Reports , News of 29 November 2018

SOEP-Core v34 – What’s New?

1. New, user-friendly integrated data format

In the new wave of the SOEP-Core study, we are bringing together the wide and long data formats, which were previously provided to users separately. In so doing, we aim to eliminate any confusion about what is available in which format and to make data use easier overall. After having tested SOEPlong for several years as an additional service facilitating data analysis for both beginning and longtime users, we will now be providing all datasets in “long” format as a standard part of our SOEP data release.

This means that all data users will be receiving the different SOEP data formats listed below in their data file, some of which will be in separate subdirectories. Please make sure that you unpack the entire directory structure when unpacking your data.

1.1 “Long” format on the top level

In the top-level (or root) directory, you will find all of the datasets provided up to now with SOEPlong (e.g., pl, ppfadl, etc.) as well as all of the additional datasets formerly provided only in our classic “wide” format (e.g., the biographical or spell data such as bioparen, artkalen, etc.). All of the data in the main SOEP-Core study are therefore covered by the datasets in the top-level directory.

1.2 Classic format in the subdirectory “raw”

Since we know that many users have existing scripts that are based on the original data format, and to enable users to understand the process of generating the “long” data, we provide all of the datasets in their original SOEP format in the directory “raw”. Users who want to continue using the old format simply need to switch into this subdirectory and use the datasets there. The only change is that there are now additional identifiers in all of the datasets in the “raw” directory with the name in the long format (pid and persnr or hid and $hhnrakt) and an “syear” variable so that users can easily merge variables from the two data formats.

1.3 The “long”-format SOEP data

After having provided the “long” data for several years as an additional service to facilitate data use, we are convinced that this format is easier to use especially for beginners. We have therefore decided to use this as our primary data format in future data releases. 

All available individual year-specific datasets are pooled into a single dataset (e.g. all $P datsets are integrated into the PL dataset). In some cases, this means that we have to harmonize variables over time. Harmonization is undertaken to be able to define variables consistently over time: For instance, income information is given in euros up to 2001 and not in deutschmarks, and in cases where questionnaires have changed, the categories are modified over time. All changes are presented to users in a clear and understandable way, and all modified variables are provied in their original form. SOEPlong thus significantly reduces the number of datasets and the number of variables.

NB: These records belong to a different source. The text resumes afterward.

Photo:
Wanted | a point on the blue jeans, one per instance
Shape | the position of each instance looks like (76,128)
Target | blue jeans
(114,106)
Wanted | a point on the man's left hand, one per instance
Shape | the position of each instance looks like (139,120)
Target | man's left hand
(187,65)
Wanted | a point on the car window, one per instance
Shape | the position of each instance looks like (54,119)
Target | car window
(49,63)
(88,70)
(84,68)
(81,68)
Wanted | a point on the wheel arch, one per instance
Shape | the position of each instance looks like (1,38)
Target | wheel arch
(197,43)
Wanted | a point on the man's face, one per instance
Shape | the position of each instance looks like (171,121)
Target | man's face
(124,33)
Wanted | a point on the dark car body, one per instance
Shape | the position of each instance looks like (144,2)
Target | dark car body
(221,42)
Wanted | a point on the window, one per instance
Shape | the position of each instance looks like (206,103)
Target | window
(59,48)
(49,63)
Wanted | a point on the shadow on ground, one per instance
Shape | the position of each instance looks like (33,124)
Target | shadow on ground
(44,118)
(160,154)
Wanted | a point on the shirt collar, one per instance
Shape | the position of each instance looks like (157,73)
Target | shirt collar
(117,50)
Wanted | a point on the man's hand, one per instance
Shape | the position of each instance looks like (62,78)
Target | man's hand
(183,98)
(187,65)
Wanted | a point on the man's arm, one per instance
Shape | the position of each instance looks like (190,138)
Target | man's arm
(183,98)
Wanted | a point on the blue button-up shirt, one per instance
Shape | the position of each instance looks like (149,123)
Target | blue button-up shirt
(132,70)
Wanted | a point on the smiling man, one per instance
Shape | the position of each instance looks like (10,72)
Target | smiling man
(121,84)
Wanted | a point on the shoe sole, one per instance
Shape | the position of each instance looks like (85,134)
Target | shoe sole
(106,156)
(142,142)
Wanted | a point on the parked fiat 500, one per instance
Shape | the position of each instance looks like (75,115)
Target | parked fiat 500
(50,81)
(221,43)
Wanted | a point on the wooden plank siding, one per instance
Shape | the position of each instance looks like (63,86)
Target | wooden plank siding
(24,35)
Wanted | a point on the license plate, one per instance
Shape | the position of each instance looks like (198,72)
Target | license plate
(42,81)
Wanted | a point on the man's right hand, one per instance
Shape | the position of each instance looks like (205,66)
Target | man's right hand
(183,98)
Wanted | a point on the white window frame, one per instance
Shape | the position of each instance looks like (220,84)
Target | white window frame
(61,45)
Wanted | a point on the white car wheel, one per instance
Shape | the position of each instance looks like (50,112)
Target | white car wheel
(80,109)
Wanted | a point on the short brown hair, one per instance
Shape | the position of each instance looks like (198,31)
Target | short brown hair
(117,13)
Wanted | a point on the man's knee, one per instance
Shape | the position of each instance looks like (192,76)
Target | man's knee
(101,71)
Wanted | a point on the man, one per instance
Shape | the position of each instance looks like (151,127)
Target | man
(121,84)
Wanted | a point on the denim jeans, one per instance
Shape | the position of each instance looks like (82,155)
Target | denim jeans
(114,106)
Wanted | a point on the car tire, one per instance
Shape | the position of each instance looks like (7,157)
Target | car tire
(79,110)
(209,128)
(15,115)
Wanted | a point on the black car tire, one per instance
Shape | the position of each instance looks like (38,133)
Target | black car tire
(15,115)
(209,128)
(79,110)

A more detailed description of the future format of our SOEP-Core data releases can be found in our new SOEPcompanion

2. New EU-SILC clone

Many users are undoubtedly aware that the SOEP supports cross-national analysis with CNEF through the dataset pequiv. We have now produced a data product that allows you to use the SOEP data in comparative analyses with the EU-SILC (European Union Statistics on Income and Living Conditions) data. EU-SILC, which is provided by Eurostat upon request, offers cross-sectional and longitudinal information for many European countries. Up to now, only cross-sectional information have been available for Germany. The EU-SILC clone offers longitudinal information on private households in Germany based on the SOEP data. All of the information contained in it can be directly compared with the EU-SILC longitudinal information on other European countries. The EU-SILC clone is integrated into the standard SOEP data release (in another subdirectory). Documentation on the 2005-2016 EU-SILC clone can be found here.

3 New samples in the main SOEP study

The new SOEP data release (v34) will be the first to contain data from the IAB-BAMF-SOEP Survey of Refugees in Germany as Sample M5, as well as the continuation of the PIAAC-L Survey, as Sample N.

IAB-BAMF-SOEP Survey of Refugees (M5)

The SOEP, in cooperation with the Institute for Employment Research (IAB) and the Federal Office for Migration and Refugees (BAMF), has succeeded in integrating a third sample of refugee households (M5) into the SOEP study. The survey was launched in 2017. The population of M5 covers adult refugees who have applied for asylum in Germany since January 1, 2013, and are currently living in Germany. M5 added another 1,519 households of refugees who have migrated to Germany since 2013 to the SOEP framework.  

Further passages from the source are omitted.